This increase highlights the critical role of remittances as a key foreign currency inflow supporting an economy plagued by currency instability, policy missteps, and declining investor confidence.

The remittances come from a large pool of Zimbabweans living and working abroad, primarily in South Africa, the United Kingdom, the United States, Australia, Canada, and the United Arab Emirates.

These funds act as a financial lifeline for millions of Zimbabwean households, sustaining daily expenses, education, healthcare, and small businesses.

With limited access to concessional funding from global lenders such as the International Monetary Fund (IMF) and the World Bank, remittances provide critical liquidity to sustain consumer demand and industrial activity. 

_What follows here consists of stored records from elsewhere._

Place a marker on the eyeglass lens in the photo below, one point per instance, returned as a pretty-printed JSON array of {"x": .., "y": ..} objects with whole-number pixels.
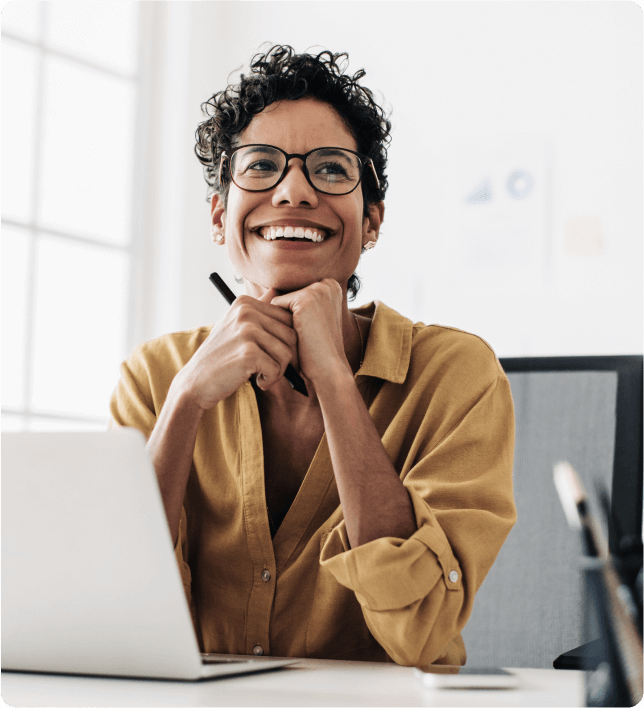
[{"x": 332, "y": 170}]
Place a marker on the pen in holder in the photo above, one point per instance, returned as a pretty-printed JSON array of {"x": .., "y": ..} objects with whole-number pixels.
[{"x": 614, "y": 675}]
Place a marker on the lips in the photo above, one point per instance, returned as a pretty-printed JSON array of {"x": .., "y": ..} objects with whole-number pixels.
[{"x": 315, "y": 234}]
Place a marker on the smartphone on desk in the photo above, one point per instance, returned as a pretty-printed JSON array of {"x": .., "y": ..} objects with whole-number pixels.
[{"x": 446, "y": 676}]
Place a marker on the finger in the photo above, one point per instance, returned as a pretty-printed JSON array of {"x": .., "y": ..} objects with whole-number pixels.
[
  {"x": 273, "y": 358},
  {"x": 277, "y": 313},
  {"x": 269, "y": 295},
  {"x": 250, "y": 321}
]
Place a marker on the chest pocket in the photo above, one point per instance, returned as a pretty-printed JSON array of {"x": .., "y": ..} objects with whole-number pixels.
[{"x": 336, "y": 627}]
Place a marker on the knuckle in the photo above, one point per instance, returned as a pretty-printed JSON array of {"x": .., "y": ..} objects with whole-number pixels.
[{"x": 247, "y": 350}]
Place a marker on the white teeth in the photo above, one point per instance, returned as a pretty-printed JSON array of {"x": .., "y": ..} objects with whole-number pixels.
[{"x": 273, "y": 232}]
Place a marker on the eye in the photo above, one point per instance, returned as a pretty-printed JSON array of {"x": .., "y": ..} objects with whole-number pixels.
[
  {"x": 333, "y": 171},
  {"x": 262, "y": 166}
]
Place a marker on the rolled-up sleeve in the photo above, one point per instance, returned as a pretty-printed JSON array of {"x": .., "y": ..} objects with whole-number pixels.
[
  {"x": 134, "y": 405},
  {"x": 416, "y": 594}
]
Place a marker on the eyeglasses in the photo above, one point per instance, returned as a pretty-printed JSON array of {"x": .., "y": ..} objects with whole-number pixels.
[{"x": 330, "y": 170}]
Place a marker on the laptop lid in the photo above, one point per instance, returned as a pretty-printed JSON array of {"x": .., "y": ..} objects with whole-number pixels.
[{"x": 89, "y": 579}]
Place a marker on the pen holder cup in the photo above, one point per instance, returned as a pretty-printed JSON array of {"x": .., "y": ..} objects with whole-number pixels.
[{"x": 605, "y": 683}]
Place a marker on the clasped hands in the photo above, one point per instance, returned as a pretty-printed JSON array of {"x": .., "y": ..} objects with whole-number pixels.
[{"x": 262, "y": 336}]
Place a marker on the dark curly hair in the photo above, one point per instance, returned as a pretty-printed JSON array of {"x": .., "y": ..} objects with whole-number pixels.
[{"x": 281, "y": 74}]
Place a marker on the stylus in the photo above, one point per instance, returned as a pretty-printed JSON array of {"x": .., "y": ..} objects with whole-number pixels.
[{"x": 290, "y": 374}]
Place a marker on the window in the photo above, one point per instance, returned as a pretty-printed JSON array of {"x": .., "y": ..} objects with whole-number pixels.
[{"x": 70, "y": 91}]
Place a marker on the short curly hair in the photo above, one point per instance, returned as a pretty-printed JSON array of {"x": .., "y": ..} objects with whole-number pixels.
[{"x": 281, "y": 74}]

Zimbabwe remains largely excluded from global financial markets due to decades of economic mismanagement, corruption, and the impact of Western-imposed sanctions.

Mnangagwa’s Economic Failures and the Currency Crisis

Since President Emmerson Mnangagwa took power through a military coup in 2017, his administration has failed to deliver on promises of economic revival.

Despite pledging market-friendly reforms, Zimbabwe continues to grapple with runaway inflation, exchange rate volatility, and unsustainable government spending.

Zimbabwe’s economic troubles date back to the early 2000s when hyperinflation, largely driven by land reform policies and excessive money printing, led to the collapse of the Zimbabwean dollar (ZWD).

By 2009, the government was forced to abandon the local currency in favor of a multi-currency regime dominated by the US dollar.

However, Mnangagwa’s government reintroduced a local currency in 2019—the Zimbabwean dollar (ZWL)—amid much skepticism.

The ZWL rapidly lost value, exacerbating inflation and public distrust.

In 2022, the government attempted to stabilize the economy by introducing gold-backed digital tokens (ZiG), but the initiative failed to restore confidence as inflation soared beyond control. Several other currency interventions, such as the Bond Notes introduced in 2016, also failed due to underlying economic mismanagement and lack of trust in the financial system.

Amidst these failures, diaspora remittances have become one of the few reliable sources of foreign exchange, surpassing export revenues from key industries like agriculture and mining.

In 2024, Zimbabwe recorded a record US$2.2 billion in remittances, a 22 percent increase from the previous year.

Zimbabwe National Statistics Agency (ZimStats) data indicates that nearly 2 million Zimbabweans live in the diaspora, with South Africa alone hosting approximately 908,913 migrants. 

The UK, Botswana, and the US also account for a significant number of Zimbabwean expatriates who send funds home regularly.

These remittances play a crucial role in stabilizing the foreign exchange market and mitigating the effects of economic mismanagement. 

Beyond household support, they have the potential to bridge infrastructure financing gaps and support national development projects through diaspora bonds—an initiative the government has struggled to implement effectively.

The central bank has acknowledged the importance of remittances and has pledged to introduce incentives to increase inflows.

However, the government’s continued failure to implement sound fiscal and monetary policies raises concerns about the sustainability of economic recovery efforts.